Luke 14:25 A large crowd was following Jesus.

• That crowd wasn’t so very different than us when we’re being entertained. They liked the food, the excitement of seeing a miracle or a healing, maybe a hint of rebellion in the air. Or perhaps just curiosity.

• But Jesus knew that their motives couldn’t tolerate the cost of what it truly meant to follow him.

• First, he sets

The Relational Cost:

Luke 14:26 “If you want to be my disciple, you must, by comparison, hate everyone else—your father and mother, wife and children, brothers and sisters—yes, even your own life. Otherwise, you cannot be my disciple.

• Jesus means what he says but he’s also willing to use hyperbole or exaggeration to make his point.

• In this case, he wants us to understand the priority of relationships.

• It’s simple: We can do what Jesus wants, or we can do what others want.

• But wow, that’s harsh, Jesus!

• Rule of bible interpretation: the bible interprets itself. To pull this verse completely out of context of the passage and the rest of the Bible is to make it contradictory to the intent of the whole Word.

• Jesus himself told us to honor our father and mother.

Mark 7:9–13 Then he said, “You skillfully sidestep God’s law in order to hold on to your own tradition. 10 For instance, Moses gave you this law from God: ‘Honor your father and mother,’ and ‘Anyone who speaks disrespectfully of father or mother must be put to death.’

Ephesians 5:25 25 For husbands, this means love your wives, just as Christ loved the church. He gave up his life for her

Mark 10:16 Then he took the children in his arms and placed his hands on their heads and blessed them.

Luke 6:27 “But to you who are willing to listen, I say, love your enemies! Do good to those who hate you.

John 13:34–35 35 Your love for one another will prove to the world that you are my disciples.”

• No, Jesus is saying that by comparison, our love for others must be that much lower a priority than loving and following Him.
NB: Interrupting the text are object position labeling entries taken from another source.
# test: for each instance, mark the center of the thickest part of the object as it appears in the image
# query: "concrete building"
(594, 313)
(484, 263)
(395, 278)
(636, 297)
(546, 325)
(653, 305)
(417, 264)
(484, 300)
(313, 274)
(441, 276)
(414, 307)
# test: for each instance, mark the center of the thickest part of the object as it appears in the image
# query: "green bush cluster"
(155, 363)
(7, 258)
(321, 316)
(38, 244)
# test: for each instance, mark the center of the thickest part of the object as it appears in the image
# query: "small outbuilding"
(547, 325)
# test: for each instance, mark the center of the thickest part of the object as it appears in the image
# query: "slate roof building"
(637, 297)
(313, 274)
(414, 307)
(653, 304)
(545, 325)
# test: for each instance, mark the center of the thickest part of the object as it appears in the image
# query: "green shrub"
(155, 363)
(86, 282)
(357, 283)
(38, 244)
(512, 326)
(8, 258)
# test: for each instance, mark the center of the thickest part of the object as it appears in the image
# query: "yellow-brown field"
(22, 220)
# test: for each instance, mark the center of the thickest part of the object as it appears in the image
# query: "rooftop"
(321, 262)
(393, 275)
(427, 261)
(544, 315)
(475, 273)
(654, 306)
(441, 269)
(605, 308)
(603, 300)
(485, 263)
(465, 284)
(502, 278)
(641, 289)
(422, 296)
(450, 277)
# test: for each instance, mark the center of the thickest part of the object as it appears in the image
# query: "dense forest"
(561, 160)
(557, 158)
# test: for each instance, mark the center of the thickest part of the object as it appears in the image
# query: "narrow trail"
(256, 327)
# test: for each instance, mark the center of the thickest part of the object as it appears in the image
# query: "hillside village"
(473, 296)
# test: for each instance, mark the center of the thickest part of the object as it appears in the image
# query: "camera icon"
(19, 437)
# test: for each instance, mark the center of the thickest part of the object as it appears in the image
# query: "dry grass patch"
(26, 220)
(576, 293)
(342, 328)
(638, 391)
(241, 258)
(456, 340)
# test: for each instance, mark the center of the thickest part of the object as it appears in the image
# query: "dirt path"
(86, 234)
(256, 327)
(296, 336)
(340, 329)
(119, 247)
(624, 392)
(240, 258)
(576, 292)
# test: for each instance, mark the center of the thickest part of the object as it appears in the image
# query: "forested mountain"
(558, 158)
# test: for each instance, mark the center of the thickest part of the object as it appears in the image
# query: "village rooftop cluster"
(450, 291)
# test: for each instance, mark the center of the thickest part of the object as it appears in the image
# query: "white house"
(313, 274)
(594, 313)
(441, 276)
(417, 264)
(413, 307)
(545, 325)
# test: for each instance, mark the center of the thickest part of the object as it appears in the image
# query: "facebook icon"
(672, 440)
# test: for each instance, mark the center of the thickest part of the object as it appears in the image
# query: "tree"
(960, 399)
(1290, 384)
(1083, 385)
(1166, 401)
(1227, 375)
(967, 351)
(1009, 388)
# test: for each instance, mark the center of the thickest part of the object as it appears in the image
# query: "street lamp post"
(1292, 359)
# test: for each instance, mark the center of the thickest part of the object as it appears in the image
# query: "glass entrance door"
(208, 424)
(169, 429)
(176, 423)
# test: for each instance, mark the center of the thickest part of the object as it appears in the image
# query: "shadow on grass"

• The paradox is, when we love Jesus that much we’re enabled to love our children, spouses, parents, friends even more because we are becoming more and more like our Lord who gave the greatest love possible. We’ll be willing to love and serve them in the best possible way.

The Sacrificial Cost:

• Luke 14:26 “If you want to be my disciple, you must, by comparison, hate everyone else—your father and mother, wife and children, brothers and sisters—yes, even your own life. Otherwise, you cannot be my disciple.

• We do a pretty good job of following ourselves first.

• The greatest struggle in the Christian life is to respond to “Thy will or MY will.”

• Jesus next startling statement on the cost of following is to tell us to go and die.

• To self.

• it’s clear that Jesus knew our biggest struggle in following Him would be choosing between our own self-interest and His plan for life.

• The answer is to simply choose to “end” this life. Not literally, of course. But to consider life as a “series of deaths.” That’s self-denial.

• Paul wrote:

• Philippians 3:7–9 I once thought these things were valuable, but now I consider them worthless because of what Christ has done. 8 Yes, everything else is worthless when compared with the infinite value of knowing Christ Jesus my Lord. For his sake I have discarded everything else, counting it all as garbage, so that I could gain Christ 9 and become one with him.

• It’s a sacrifice of the things that we think will make us happy so we can choose Christ’s life as our model and find true deep satisfaction.

Calculating the Cost

• One time on the Price is Right (9/2008), a contestant (Terry Kneiss) bid the exact cost of a Showcase. One man, Ted Slauson, had constantly watched the show, noted what products consistently showed up and the price. He used statistical analysis to legitimately determine the exact prices of the items in the showcase. He signaled the price ($23,743) to Terry on stage. They won.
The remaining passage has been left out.